Within Data Science and ML, linear algebra is a field of mathematics that is very helpful. In machine learning, linear algebra is perhaps the most crucial math concept. The vast majority of machine learning models may be written as matrices. A matrix is a common way to represent a dataset. The preprocessing, transformation, and assessment of data and models require linear algebra.

A study of linear algebra may involve the following:

  • Vectors
  • Matrices
  • Transpose of a matrix
  • The inverse of a matrix
  • Determinant of a matrix
  • Trace of a matrix
  • Dot product
  • Eigenvalues
  • Eigenvectors

Why learn Linear Algebra in Data Science?

One of the fundamental building elements of Data Science is linear algebra. Without a solid foundation, you cannot erect a skyscraper, can you? Try to picture this example:

You wish to use Principal Component Analysis to minimize the dimensionality of your data (PCA). If you were unsure of how it would impact your data, how would you choose how many Principal Components to keep? Obviously, in order to make this choice, you must be familiar with the workings of the algorithm.

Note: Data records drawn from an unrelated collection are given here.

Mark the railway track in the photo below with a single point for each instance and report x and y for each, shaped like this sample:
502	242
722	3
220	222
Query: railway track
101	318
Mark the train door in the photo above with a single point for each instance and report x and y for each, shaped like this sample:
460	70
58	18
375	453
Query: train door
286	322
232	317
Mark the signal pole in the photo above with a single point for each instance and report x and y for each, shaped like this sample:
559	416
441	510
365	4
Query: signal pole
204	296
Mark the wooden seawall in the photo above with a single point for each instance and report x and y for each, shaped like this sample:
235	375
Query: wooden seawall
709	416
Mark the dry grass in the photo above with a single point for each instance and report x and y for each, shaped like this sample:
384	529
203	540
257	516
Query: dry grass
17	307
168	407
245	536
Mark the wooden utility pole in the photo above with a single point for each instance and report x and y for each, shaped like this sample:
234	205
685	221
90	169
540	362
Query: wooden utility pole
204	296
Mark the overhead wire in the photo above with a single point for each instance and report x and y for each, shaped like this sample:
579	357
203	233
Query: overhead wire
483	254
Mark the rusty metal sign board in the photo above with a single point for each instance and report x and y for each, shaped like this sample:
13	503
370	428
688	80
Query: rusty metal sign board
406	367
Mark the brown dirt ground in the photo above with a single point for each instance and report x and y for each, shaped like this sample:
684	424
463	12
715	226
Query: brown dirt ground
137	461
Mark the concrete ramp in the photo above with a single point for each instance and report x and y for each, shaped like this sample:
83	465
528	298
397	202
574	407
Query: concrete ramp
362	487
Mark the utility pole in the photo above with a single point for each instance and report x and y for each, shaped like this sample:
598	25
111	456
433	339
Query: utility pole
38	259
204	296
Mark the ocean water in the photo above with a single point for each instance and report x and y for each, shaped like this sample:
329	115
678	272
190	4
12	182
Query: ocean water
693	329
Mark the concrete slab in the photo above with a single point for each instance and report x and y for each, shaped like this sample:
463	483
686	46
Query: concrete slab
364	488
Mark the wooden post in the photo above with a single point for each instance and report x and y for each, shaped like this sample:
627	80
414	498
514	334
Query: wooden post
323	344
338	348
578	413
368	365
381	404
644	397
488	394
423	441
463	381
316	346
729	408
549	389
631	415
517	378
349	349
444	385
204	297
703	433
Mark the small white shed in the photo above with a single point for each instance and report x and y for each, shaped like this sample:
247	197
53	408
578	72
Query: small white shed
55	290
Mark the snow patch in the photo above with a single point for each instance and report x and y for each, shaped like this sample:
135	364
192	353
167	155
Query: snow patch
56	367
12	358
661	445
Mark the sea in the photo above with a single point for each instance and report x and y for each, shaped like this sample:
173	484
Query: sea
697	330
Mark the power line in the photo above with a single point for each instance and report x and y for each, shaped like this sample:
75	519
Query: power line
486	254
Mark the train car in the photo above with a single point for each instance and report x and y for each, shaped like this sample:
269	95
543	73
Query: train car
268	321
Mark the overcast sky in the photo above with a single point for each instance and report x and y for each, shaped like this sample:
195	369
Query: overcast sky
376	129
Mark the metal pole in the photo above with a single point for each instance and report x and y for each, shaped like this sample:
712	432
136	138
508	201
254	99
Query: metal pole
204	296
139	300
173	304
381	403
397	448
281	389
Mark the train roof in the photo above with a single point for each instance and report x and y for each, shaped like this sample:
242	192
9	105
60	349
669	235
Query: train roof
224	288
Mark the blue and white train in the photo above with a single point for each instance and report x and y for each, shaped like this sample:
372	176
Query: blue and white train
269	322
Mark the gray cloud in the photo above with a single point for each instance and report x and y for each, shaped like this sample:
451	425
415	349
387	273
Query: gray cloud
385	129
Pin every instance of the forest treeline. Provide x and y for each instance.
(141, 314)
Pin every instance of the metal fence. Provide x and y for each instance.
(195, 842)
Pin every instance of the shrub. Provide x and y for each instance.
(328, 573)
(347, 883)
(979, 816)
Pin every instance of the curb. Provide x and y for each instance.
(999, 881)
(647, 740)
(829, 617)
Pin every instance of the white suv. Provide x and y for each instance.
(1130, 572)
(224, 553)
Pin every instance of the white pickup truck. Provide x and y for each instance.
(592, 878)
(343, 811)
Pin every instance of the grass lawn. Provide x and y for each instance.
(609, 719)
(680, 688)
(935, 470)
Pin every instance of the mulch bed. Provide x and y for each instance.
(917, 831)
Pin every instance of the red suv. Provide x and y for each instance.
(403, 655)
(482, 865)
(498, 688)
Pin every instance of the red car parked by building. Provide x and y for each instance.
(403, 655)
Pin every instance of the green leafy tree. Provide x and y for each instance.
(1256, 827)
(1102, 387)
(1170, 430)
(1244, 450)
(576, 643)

You will be able to gain a better sense for ML and deep learning algorithms and stop treating them as mysterious black boxes if you have a working knowledge of linear algebra. This would enable you to select suitable hyperparameters and create a more accurate model. Additionally, you would be able to develop original algorithms and algorithmic modifications.

Linear Algebra Applications for Data Scientists

We will now learn more about the most common application of linear algebra for data scientists:

Machine learning: loss functions and recommender systems

Without a question, the most well-known use of artificial intelligence is machine learning (AI). Systems automatically learn and get better with experience employing machine learning algorithms, free from human intervention. In order to detect trends and learn from them, machine learning works by creating programs that access and analyze data (whether static or dynamic). The algorithm can use this expertise to analyze fresh data sets once it has identified relationships in the data. (See this page for more information on how algorithms learn.)

Machine learning uses linear algebra in many different ways, including loss functions, regularization, support vector classification, and plenty more.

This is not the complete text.